I must admit that for the first time since the collapse of the Soviet
Union, Russia's army fought well despite the fact that its main
weaponry dates back to the early 1980s. What's more, the army fought
with an extremely outdated communications system and without the use
of drones, night-vision equipment or precision-guided weapons.
The conflict also demonstrated that the military top brass runs the
armed forces the same way they did in the 1970s. Its archaic structure
prevents the military from conducting joint operations between all the
branches of the armed forces under a unified command structure. The
result is that land- and air-based forces operate completely
independent of each other. It is anyone's guess why Tu-22 strategic
bombers were used for reconnaissance purposes or for the strafing of
tactical ground targets. It is also unclear why the Air Force was
unable to foil Georgian anti-aircraft systems using electronic
countermeasures; as a result, Georgia was able to shoot down a few
Russian aircraft.
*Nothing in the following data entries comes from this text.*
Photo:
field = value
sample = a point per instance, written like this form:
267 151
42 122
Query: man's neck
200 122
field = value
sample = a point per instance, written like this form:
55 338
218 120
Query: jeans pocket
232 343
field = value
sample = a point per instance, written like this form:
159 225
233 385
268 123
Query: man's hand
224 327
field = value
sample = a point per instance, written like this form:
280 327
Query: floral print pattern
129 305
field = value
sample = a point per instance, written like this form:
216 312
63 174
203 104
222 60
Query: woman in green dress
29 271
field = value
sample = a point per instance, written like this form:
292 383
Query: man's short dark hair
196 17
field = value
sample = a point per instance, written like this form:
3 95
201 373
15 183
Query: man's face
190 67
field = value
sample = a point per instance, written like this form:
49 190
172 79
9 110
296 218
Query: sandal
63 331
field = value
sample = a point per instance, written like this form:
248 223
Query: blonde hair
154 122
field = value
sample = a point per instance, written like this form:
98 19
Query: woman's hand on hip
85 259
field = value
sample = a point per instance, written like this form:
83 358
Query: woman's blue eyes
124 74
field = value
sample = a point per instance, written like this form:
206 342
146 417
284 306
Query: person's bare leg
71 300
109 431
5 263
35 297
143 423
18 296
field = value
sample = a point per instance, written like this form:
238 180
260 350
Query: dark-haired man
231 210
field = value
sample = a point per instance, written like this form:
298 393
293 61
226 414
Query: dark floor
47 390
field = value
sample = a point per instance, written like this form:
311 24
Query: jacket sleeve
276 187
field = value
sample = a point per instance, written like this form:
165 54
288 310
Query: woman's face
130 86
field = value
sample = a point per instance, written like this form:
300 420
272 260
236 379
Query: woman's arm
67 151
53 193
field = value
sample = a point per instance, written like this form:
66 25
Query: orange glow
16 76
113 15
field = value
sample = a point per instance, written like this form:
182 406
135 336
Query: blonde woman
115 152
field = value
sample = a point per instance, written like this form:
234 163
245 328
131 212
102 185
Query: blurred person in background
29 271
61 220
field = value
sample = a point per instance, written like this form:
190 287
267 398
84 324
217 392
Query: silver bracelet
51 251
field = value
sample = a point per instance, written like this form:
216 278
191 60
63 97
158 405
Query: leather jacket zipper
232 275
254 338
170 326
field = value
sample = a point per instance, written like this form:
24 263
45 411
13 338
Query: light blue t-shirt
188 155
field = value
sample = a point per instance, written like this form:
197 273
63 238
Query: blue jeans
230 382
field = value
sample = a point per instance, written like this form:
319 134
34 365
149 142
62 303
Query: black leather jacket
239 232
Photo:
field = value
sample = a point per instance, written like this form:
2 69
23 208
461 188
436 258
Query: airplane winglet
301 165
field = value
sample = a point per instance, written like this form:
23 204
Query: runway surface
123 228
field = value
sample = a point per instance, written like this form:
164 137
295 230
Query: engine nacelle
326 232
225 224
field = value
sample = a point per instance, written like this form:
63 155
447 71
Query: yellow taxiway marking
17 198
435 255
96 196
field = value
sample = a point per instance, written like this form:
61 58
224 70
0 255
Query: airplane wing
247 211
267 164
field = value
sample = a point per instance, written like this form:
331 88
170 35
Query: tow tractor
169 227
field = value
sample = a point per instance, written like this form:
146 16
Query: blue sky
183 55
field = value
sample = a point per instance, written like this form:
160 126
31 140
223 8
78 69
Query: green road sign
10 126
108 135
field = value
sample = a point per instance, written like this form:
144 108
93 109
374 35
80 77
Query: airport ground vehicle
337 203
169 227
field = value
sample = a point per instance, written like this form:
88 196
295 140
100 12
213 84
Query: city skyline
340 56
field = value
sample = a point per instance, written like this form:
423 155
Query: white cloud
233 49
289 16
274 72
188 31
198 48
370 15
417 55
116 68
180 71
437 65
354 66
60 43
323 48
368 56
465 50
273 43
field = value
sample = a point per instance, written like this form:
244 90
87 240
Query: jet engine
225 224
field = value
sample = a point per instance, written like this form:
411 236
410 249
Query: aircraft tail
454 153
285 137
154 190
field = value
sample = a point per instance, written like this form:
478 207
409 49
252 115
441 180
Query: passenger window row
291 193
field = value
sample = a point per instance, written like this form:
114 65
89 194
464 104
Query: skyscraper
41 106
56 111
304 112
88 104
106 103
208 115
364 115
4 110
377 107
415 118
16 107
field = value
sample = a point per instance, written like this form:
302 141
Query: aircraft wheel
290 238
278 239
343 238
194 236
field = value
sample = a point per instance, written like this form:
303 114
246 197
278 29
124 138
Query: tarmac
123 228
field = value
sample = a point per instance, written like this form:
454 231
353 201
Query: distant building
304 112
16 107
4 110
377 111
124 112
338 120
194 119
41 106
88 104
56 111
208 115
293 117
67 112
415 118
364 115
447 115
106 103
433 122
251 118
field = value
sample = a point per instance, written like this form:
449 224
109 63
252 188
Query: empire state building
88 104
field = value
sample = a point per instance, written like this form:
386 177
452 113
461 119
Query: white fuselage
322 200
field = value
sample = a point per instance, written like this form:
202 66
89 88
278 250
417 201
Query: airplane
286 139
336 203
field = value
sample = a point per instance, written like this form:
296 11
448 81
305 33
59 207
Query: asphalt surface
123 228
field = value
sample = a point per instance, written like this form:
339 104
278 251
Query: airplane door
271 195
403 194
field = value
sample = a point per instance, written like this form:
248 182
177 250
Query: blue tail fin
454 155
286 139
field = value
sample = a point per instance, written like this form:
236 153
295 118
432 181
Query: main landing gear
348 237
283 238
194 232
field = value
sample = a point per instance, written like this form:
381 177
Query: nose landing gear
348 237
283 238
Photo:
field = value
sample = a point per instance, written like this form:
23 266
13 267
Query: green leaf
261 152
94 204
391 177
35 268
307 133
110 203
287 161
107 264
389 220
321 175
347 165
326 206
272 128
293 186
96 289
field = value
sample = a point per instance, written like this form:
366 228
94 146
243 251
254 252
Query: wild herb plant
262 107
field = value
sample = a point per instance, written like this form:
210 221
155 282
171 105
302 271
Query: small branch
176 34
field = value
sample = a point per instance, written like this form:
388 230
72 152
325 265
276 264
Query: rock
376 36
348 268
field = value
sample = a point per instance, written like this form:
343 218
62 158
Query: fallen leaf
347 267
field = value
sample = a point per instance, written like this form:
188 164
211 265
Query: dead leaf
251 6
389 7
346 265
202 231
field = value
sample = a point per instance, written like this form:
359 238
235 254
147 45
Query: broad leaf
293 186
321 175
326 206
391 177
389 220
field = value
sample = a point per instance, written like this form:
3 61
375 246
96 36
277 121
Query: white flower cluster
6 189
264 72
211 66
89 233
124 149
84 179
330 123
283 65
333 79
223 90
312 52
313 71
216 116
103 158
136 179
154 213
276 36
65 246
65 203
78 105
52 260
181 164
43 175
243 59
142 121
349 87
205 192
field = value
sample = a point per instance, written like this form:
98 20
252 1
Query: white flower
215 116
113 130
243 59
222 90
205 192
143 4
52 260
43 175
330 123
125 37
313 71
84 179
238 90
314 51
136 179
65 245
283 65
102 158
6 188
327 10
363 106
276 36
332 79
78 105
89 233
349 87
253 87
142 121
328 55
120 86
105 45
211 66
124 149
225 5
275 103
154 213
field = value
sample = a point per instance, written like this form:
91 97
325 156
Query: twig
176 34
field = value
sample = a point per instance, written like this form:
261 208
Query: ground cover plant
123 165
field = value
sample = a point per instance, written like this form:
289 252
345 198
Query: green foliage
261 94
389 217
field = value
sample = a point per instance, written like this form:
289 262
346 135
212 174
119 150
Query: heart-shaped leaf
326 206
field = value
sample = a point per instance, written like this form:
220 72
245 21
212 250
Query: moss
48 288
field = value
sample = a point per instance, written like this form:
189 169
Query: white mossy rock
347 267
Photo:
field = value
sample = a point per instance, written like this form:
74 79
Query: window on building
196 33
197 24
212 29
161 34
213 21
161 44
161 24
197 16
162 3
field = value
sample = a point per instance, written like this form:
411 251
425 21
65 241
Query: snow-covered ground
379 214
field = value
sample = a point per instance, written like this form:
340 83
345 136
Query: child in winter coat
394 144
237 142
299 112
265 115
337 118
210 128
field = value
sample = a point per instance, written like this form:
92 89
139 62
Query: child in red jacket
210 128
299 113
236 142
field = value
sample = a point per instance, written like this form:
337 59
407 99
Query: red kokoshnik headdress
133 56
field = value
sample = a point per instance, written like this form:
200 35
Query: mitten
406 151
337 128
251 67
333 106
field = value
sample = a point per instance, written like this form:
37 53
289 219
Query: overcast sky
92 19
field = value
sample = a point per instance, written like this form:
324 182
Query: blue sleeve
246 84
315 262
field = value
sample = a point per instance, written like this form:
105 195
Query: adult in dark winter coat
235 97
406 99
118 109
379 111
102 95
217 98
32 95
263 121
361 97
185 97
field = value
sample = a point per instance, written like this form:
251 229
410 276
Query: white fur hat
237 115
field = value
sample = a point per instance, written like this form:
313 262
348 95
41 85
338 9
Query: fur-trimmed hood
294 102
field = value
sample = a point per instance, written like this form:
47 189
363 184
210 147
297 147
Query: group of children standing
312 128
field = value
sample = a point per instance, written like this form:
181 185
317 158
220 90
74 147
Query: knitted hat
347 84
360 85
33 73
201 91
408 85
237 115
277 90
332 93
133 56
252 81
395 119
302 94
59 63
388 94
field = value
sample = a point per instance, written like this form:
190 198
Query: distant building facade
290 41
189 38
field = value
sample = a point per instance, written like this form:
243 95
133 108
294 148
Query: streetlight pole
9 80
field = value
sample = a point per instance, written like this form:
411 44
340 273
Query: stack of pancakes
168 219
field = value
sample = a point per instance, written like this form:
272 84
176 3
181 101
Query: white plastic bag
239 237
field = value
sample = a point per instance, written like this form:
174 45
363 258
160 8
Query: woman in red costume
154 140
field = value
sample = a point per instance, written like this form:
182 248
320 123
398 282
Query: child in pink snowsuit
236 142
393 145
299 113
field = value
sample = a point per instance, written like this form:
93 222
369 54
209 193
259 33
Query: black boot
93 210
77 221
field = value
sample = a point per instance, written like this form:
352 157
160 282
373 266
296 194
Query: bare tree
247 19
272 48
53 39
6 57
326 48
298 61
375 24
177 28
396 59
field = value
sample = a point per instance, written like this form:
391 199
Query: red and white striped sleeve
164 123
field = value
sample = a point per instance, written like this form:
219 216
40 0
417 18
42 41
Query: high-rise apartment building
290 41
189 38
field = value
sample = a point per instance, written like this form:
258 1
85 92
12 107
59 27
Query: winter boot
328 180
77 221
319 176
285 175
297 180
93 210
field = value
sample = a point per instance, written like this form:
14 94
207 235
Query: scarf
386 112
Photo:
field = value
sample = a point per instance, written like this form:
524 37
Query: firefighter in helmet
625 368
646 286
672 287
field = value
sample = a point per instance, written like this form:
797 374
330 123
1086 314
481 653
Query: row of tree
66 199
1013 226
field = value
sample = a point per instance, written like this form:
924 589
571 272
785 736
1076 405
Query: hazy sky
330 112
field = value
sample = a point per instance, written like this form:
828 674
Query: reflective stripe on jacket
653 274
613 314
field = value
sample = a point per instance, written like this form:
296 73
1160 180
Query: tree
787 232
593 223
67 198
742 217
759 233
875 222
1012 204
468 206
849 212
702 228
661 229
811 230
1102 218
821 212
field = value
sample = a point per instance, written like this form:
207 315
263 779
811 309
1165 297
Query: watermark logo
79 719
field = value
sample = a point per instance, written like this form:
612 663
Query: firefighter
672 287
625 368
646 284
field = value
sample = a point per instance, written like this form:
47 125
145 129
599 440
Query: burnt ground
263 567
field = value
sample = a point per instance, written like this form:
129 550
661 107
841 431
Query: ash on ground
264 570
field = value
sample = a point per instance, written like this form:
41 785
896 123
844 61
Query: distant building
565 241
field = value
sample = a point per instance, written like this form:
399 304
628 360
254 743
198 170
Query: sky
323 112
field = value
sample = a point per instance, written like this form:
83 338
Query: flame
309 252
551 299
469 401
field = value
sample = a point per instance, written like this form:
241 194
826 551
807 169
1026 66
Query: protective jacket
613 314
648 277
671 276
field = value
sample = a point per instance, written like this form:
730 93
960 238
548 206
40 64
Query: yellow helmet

Moreover, military intelligence dropped the ball
when it failed to provide timely reports of Georgian troop deployment.
But at the end of the day, none of these drawbacks stopped Russian
forces from gaining an early decisive victory. And contrary to what is
widely believed, the Russian forces did not have an overwhelming
numerical superiority over the Georgian forces. Rather, Moscow sent a
few units of well-trained and battle-ready volunteers, and they played
a decisive role in the victory since they were deployed into the
battle area without any reorganization or additional mobilization.
Russia began its deployment only 12 hours after Georgia initiated its
first attacks on South Ossetia. That was a good response time,
especially if you compare it to the military's poor performance in the
first and second wars in Chechnya. In the second war, federal forces
finally pulled themselves together and began fighting only 10 days
after insurgent leader Shamil Basayev's army invaded Dagestan.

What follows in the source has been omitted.